3-D microscope opens eyes to prehistoric oceans and present-day resources

A University of Alberta research team has turned their newly developed 3-D microscope technology on ancient sea creatures and hopes to expand its use.

U of A engineering professor Dileepan Joseph and two graduate students produced a 3-D imaging system called Virtual Reflected-Light Microscopy. The technology consists of a regular optical microscope, a light source, a platform that moves the objects being photographed and software programs that extract shape and reflectance from images and transform this digital information into a 3-D image. To see the full effect on a computer screen viewers wear simple, paper framed 3-D glasses with red and cyan colored lenses. Viewers also control a virtual light source, which they reposition using their web browser.

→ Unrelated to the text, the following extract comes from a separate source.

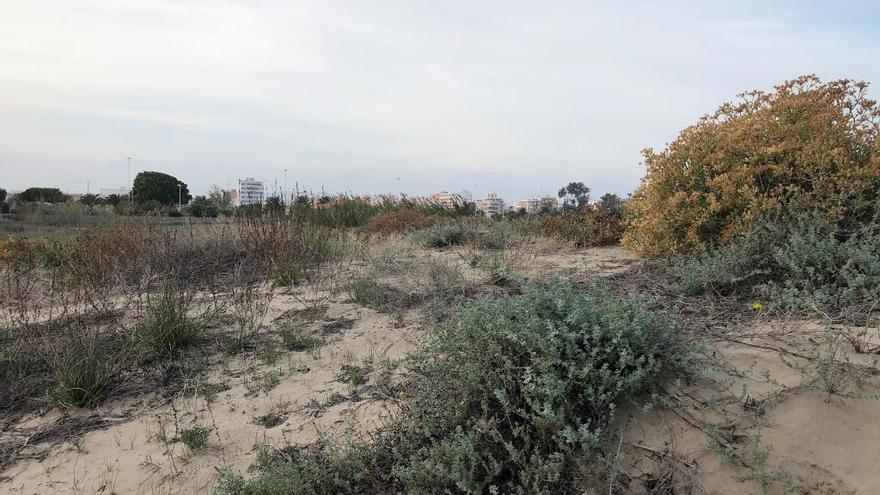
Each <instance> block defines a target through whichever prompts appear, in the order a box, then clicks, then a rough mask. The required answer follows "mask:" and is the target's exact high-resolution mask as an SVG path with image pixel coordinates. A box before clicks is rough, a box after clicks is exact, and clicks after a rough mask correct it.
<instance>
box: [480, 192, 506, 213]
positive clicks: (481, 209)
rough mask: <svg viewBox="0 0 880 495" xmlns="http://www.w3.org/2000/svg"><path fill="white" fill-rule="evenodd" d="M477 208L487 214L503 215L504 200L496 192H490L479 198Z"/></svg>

The test subjects used in the development of the VRLM were drilling core samples taken from beneath the floor of the Pacific Ocean. Joseph, Ph.D candidate Adam Harrison and master’s student Cindy Wong produced 3-D images of ancient protozoa or microfossils that were mixed in with the sand and rock in the core samples.

Joseph says the VRLM gives geoscientists and computer programs in development much more information than simple images. The goal is to accelerate species identification of the tiny and numerous microfossils. Such identifications are used to date the rock from which the creatures are pulled. The microfossil species digitized by the U of A’s VLRM prototype were found in rock known by geologists to be 60 million years old.

Geoscientists can use that kind of strata dating information in Earth sciences research and in the search for energy resources. The U of A researchers say there are multiple industrial and academic uses for their 3-D microscope technology.